There’s no firm evidence that stress is a cause of heart problems, but we’re funding research in this area (see box below).
Where to find help
- If stress is damaging your wellbeing, make an appointment with your GP. They may be able to refer you to cognitive behavioural therapy or a stress management course.
- Get more information about dealing with stress from the Mind website or by calling 0300 123 3393
- Download our free booklet Coping with stress.
Ways to deal with stress
Under pressure, people often comfort eat, exercise less, sleep less, drink more alcohol or smoke. Unfortunately, these responses won’t help your stress, or your heart. Slowing down, eating a balanced diet and gentle exercise have been shown to help your mental wellbeing and your heart health.
A Mental Health Foundation survey found that the three most helpful ways of dealing with stress are spending time alone, exercise and hobbies, and talking to loved ones
“It may not be possible to completely avoid stress,” says Dr Mondelli. “But you can identify it and change how you respond to it early enough to stop negative long-term consequences.”
A Mental Health Foundation survey found that the three most helpful ways of dealing with stress are spending time alone, exercise and hobbies, and talking to loved ones.
“Often there’s no substitute for talking to someone,” says Dr Capek. “You feel better for expressing your fears or disappointment and it may trigger finding a solution.”
If you don’t feel you have anyone to turn to, you could join a Heart Support Group or the BHF online community. Volunteering or joining a club may help you build support networks too.
Long-term solutions for stress
The long-term solution will also depend on the cause of your stress. For example, for money worries, you could get financial advice from government-backed charity Money Advice Service. Visit moneyadviceservice.org.uk or call the free helpline on 0800 138 7777.

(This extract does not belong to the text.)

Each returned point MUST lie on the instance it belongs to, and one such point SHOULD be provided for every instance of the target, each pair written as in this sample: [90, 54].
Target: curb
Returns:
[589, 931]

Dr Capek advises trying to establish a stress-free space – even if it’s a public library or a place where you go for a walk. “Ensure you have your own time in a non-stressful place, even if it’s just 30 minutes a day.”
This may be more difficult for carers. “There’s often the fear of leaving your loved one alone or with someone else, but no one can do a 24/7 job,” says Dr Capek. “Make sure your GP knows you’re a carer, as they may be able to offer additional support, such as specialist nurses or social services you can use. Also, make sure you know the benefits you’re entitled to so there’s less of a financial burden on you.”
BHF stress research
We’ve funded several studies to help discover how stress itself affects your heart.
In one BHF-funded study, at King’s College London, researchers found people’s heart rate and blood pressure increased when they did a mental arithmetic test, reflecting an increase in oxygen demand by the heart muscle. For those with coronary heart disease, blood flow in the coronary arteries failed to increase to meet that demand, and blood was less able to flow through small vessels in the heart. Although this was only a small study, it tells us more about how mental stress can affect people with heart disease, which could lead to new treatments.
We’ve also funded Professor Thomas Brand and his team at Imperial College London to look at proteins in cell membranes that play a role in how the heart reacts to stress, for example by increasing the heart rate. Understanding how the heart adapts to stress may reveal new ways to treat patients suffering from heart failure or abnormal heart rhythms.